Walk into any room of founders and ask each one to recite their monthly revenue. Most will get close. Ask the same room what their gross margin is, what their cash runway is, and what it cost them to acquire their last customer, and the room goes quiet. Revenue is the comfortable number because it sounds biggest, but it is not the one that decides whether a business lives through the next 12 months. The 5 numbers below are not optional for any founder running past the side hustle stage. You should be able to recite each one in under 10 seconds and explain the trend in under 30.
The first number is cash runway in months. Take your bank balance, divide by your average monthly burn, and you have it. A founder with $48,000 in the bank and $12,000 in monthly burn has 4 months of runway, which is a fire alarm. Anything under 6 months should be the only thing you are thinking about until you fix it. Anything between 6 and 12 should be the lens for every spending decision you make that quarter. The reason most founders cannot recite this number is that they confuse cash with revenue and assume strong months will keep coming, which is the assumption that has ended more small businesses than any product mistake.

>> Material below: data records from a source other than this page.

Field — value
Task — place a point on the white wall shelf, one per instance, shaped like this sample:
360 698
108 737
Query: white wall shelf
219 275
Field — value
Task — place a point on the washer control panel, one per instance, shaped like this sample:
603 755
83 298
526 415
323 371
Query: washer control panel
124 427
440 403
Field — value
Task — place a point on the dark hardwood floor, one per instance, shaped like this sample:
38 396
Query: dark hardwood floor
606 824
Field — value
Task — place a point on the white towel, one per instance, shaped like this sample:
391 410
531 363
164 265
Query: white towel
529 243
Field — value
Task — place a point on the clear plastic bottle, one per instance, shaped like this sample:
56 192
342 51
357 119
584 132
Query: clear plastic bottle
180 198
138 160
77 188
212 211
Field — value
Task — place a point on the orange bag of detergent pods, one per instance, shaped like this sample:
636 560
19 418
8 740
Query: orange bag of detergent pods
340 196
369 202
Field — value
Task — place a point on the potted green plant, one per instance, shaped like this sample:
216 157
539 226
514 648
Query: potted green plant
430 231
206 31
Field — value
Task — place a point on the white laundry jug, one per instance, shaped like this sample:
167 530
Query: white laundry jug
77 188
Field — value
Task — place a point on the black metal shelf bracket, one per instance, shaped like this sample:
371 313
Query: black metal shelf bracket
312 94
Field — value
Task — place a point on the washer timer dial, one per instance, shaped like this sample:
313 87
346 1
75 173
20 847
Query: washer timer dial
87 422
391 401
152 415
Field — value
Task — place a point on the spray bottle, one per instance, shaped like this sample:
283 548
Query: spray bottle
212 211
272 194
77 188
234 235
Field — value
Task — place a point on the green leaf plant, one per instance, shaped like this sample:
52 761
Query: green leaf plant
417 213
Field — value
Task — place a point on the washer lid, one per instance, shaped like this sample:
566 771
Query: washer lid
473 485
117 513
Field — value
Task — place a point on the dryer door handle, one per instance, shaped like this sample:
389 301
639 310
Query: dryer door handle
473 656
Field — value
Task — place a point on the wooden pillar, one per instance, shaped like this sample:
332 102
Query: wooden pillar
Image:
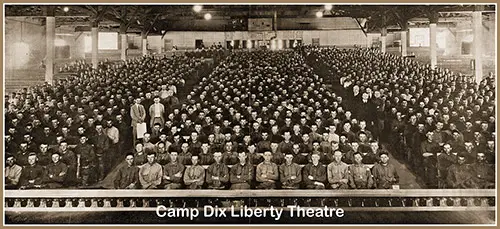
144 43
50 55
95 44
433 40
383 39
477 28
124 43
404 39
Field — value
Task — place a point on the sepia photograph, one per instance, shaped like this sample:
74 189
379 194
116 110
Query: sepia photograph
249 114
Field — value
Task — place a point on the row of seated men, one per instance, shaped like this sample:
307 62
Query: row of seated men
243 175
475 174
95 103
405 100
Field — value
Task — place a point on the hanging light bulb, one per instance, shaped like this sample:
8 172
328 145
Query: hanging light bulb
197 8
208 16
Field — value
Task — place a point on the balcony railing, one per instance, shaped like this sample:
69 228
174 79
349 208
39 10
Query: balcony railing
406 200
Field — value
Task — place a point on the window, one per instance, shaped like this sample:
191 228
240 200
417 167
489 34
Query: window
107 41
419 37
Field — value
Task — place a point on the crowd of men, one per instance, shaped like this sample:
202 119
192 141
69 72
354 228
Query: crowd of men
441 123
261 119
80 127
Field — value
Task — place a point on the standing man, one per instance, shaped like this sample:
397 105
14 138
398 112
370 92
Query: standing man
127 176
460 175
194 176
314 173
172 172
114 136
150 173
101 145
12 172
338 172
385 174
138 115
55 172
360 176
157 113
242 173
290 173
267 172
217 173
85 167
32 174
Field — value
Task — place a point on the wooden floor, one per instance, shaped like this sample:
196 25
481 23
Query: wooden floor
349 218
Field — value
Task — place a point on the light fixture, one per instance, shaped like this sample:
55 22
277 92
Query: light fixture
197 8
208 16
59 42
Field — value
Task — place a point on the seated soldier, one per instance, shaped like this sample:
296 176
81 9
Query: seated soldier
185 154
299 157
206 157
128 175
162 154
12 172
32 174
337 172
360 176
314 173
86 165
194 176
444 161
172 172
483 173
140 157
55 172
290 173
385 175
230 156
241 174
459 175
217 173
267 173
150 173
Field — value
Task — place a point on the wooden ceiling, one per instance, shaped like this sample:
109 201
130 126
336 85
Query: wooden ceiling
157 18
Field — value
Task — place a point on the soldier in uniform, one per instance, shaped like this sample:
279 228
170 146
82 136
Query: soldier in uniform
55 172
86 162
384 174
150 174
194 176
290 173
314 173
444 161
101 144
128 175
360 176
32 174
217 173
172 172
69 159
241 174
12 172
338 172
483 173
267 172
459 175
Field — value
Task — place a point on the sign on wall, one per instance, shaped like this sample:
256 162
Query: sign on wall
260 24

The second number is gross margin. This is revenue minus the direct cost of delivering the product or service, divided by revenue. A coaching business doing $20,000 a month with $2,000 in delivery costs has a 90 percent gross margin. A reseller doing the same $20,000 with $14,000 in cost has a 30 percent margin, and the two businesses are not even close to comparable. Knowing this number tells you how much of every new dollar actually funds your overhead, your salary, and your growth. Founders who optimize for top line and ignore this number end up working harder every year while the bank balance stays flat. Healthy targets vary by industry, but anything under 40 percent for a service business or under 25 percent for product should trigger a serious pricing or sourcing conversation.
The third number is monthly cash collections, not monthly invoiced revenue. There is a real difference between the two, and that difference is where many small businesses get into trouble. You can invoice $30,000 in May and only collect $14,000 by month end because half your clients are slow payers and one is in dispute. Cash is what pays rent, payroll, and contractors, not invoices. Track collections weekly, not monthly, and you will notice payment problems three weeks earlier than your bookkeeper would tell you. Founders who confuse the invoice with the deposit are usually the ones surprised when payroll runs short, even though revenue on paper looked healthy.

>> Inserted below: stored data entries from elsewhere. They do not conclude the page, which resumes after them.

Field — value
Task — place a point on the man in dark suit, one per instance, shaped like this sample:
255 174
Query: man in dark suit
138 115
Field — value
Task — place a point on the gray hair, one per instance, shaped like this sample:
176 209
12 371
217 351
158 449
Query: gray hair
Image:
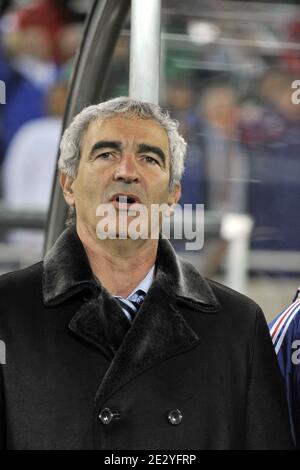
70 145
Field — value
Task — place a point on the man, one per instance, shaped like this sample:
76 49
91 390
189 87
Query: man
285 333
116 343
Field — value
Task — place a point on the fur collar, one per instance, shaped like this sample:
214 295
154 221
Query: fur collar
67 272
158 332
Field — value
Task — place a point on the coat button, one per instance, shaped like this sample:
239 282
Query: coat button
106 416
175 417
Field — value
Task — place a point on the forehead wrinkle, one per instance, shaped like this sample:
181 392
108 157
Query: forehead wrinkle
127 140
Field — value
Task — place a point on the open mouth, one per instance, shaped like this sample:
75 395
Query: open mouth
124 201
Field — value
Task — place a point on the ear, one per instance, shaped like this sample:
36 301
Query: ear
175 195
66 185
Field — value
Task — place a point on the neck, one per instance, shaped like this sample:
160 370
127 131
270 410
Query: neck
120 265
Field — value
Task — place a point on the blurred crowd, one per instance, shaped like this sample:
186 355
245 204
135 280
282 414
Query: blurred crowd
37 46
244 141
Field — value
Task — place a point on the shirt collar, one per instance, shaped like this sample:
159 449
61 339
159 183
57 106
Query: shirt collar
144 285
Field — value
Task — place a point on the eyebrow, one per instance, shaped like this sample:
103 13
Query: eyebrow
113 144
152 149
117 145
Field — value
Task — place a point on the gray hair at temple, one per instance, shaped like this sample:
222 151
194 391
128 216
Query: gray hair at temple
70 145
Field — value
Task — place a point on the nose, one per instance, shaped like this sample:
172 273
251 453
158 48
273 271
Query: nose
126 171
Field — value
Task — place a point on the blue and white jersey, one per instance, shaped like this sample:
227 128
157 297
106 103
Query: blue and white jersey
285 334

The fourth number is customer acquisition cost. Add up everything you spent on marketing and sales in a month, divide by the number of new paying customers you got, and you have it. If you spent $2,400 on ads and onboarding and brought in 6 new clients at $200 each, your CAC is $400 against an average first month revenue of $200, which is a money losing setup unless those clients stay long enough to recoup. The number tells you whether your channel mix is sustainable or whether you are buying revenue at a loss. Most founders track ad spend without ever computing this ratio, which is how Facebook and Google end up taking the margin that was supposed to fund the business. Run the math every month and kill any channel where CAC exceeds the first 6 months of revenue from that customer.
The fifth number is customer lifetime value, often expressed against CAC as the LTV to CAC ratio. Lifetime value is average monthly revenue per customer multiplied by average months retained, minus the cost to serve them. A subscription earning $80 a month with 14 month retention and $10 delivery cost has an LTV of $980. If your CAC is $200, your LTV to CAC ratio is just under 5 to 1, which is healthy. Anything under 3 to 1 means you are spending too much to bring people in, and anything over 5 to 1 sometimes means you are underspending on growth. Track this quarterly because retention moves slowly, and use it to make every paid acquisition decision next quarter.

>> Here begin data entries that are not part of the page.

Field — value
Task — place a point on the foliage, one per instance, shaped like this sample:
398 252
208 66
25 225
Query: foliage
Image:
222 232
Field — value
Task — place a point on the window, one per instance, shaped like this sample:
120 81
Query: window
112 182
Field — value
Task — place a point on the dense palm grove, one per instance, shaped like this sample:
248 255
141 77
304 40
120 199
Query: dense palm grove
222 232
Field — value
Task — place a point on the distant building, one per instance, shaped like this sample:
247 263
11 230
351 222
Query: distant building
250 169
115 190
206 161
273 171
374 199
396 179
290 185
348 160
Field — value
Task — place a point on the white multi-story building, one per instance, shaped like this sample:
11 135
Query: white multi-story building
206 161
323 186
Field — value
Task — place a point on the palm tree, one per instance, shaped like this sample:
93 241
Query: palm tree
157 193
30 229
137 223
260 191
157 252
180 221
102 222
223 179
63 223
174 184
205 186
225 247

Put all 5 numbers on the front page of a spreadsheet and update them on the first Monday of every month. A founder who can recite cash runway, gross margin, monthly cash collections, CAC, and LTV in 10 seconds can make pricing, hiring, and marketing decisions with real confidence. A founder who cannot is gambling, even when revenue looks fine on the surface. The math is not difficult. The discipline is. Pick a Monday in the next two weeks, calculate all 5, and update them every month for the rest of the year.